In this study, it was clear that there is a significant difference in the average decrease of the AI in hips treated with the Dega osteotomy compared to the Salter group of patients. This might be due to the fact that the Dega osteotomy uses the triradiate cartilage flexibility as the hinge point, which offers a greater degree of correction compared to the limited flexibility obtained from the pubic symphysis, which is the hinge in case of Salter osteotomy [20].

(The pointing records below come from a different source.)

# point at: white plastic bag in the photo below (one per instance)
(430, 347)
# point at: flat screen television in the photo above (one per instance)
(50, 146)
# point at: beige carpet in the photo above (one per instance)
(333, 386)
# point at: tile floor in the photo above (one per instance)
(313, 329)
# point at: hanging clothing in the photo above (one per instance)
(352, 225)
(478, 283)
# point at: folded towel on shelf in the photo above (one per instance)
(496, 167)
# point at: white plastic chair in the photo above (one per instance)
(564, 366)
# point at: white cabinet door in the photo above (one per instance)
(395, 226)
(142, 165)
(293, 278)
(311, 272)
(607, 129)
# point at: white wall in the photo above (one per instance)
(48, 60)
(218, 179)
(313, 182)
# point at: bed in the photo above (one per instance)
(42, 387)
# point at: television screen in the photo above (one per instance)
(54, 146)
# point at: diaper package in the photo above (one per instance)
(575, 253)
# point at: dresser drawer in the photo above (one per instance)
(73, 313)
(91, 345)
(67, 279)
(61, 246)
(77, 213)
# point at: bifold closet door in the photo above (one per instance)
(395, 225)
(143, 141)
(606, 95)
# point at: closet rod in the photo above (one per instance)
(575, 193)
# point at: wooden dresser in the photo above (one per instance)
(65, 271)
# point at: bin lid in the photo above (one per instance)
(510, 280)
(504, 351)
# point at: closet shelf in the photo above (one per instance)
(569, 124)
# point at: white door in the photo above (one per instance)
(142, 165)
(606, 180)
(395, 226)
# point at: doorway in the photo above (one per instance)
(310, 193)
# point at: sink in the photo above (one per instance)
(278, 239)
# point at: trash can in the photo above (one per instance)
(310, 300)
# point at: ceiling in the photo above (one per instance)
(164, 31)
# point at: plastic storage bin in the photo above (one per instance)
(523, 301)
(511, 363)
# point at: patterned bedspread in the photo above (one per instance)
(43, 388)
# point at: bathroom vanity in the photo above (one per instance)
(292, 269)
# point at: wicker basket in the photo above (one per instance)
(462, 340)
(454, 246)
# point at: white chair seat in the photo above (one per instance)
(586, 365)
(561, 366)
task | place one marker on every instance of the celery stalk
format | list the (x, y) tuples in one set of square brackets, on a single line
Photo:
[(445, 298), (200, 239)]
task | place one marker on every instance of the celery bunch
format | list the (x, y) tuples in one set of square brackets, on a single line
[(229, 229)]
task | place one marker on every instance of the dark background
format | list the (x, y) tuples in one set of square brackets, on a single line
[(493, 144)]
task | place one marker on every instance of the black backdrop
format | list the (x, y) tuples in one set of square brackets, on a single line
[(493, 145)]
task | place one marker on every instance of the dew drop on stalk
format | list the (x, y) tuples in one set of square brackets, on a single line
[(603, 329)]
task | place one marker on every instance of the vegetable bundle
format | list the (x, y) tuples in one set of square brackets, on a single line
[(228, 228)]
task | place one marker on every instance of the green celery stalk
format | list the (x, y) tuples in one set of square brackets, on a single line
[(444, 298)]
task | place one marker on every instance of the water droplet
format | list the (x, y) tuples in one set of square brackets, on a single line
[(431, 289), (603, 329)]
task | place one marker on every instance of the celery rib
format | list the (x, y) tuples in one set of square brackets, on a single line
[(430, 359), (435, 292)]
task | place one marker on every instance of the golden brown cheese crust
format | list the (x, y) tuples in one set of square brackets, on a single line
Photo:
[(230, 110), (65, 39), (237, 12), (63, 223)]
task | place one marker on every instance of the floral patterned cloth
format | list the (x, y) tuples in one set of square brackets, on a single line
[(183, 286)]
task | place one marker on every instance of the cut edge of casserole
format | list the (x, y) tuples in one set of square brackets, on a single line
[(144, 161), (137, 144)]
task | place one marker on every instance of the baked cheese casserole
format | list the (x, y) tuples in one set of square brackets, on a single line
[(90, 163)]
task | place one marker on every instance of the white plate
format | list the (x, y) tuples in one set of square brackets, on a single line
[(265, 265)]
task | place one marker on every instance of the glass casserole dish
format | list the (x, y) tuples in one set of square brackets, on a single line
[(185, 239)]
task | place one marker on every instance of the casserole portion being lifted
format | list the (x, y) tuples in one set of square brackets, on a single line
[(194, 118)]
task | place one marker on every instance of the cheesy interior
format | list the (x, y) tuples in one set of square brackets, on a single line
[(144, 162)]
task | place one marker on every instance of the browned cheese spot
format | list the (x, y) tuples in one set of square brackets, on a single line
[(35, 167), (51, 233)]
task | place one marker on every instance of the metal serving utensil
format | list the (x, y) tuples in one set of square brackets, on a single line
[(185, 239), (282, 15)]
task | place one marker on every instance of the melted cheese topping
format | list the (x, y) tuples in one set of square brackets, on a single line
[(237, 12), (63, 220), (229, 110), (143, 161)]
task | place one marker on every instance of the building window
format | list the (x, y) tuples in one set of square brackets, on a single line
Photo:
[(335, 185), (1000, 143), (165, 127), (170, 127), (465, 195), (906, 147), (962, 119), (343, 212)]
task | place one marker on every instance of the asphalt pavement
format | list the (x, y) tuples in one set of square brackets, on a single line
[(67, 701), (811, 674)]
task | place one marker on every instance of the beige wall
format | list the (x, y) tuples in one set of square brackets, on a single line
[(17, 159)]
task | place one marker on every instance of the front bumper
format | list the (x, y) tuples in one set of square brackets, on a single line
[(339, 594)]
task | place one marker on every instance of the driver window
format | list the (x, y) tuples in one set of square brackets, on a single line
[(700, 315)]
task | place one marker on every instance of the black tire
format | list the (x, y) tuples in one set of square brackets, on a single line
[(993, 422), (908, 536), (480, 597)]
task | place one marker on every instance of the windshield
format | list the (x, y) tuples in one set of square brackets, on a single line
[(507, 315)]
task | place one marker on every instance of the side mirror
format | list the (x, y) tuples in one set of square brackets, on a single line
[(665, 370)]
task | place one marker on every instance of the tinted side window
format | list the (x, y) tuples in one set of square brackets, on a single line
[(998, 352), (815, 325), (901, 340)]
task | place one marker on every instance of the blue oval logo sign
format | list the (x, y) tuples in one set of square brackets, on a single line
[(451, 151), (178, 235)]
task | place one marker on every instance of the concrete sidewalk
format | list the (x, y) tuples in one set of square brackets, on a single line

In conclusion, the Dega osteotomy was a stable incomplete osteotomy that did not require osteosynthesis, and, subsequently, there was no need for osteosynthesis removal. The hinge with the Dega osteotomy was at the triradiate cartilage and its elasticity is a must when considering this type of osteotomy. It provided better acetabular coverage in all types of acetabular deficiencies; anterior, lateral, posterior, and global. Higher degrees of correction (up to 39–45° in both age subgroups) could be attained using this type of acetabuloplasty, provided that the triradiate cartilage was open and elastic. Fluoroscopic guidance is a must with this type of osteotomy. We conclude that, if the reduction of the AI value needed to be equal to or more than 25°, Dega osteotomy is more favorable and is found to be more beneficial than the Salter osteotomy, even in cases with anterior or anterolateral deficiencies. We also noted better final clinical and radiographic results reported with Dega osteotomy when performed in children older than 4 years of age, and many complications with this procedure could be found if used in younger children.

Acetabular remodeling in the studied age group was evident, and the acetabulum at this age showed a great remodeling potential when the head was concentrically reduced and maintained in position.

Limitations of this study included the following. This was a retrospective study, with a relatively short follow-up period. Not all the included patients were followed till skeletal maturity, which is of critical importance, as the clinical, as well as radiographic results tend to vary with time. Nevertheless, this study shows that Salter innominate osteotomy and Dega acetabuloplasty are both adequate techniques for the management of neglected DDH cases in children below 6 years of age.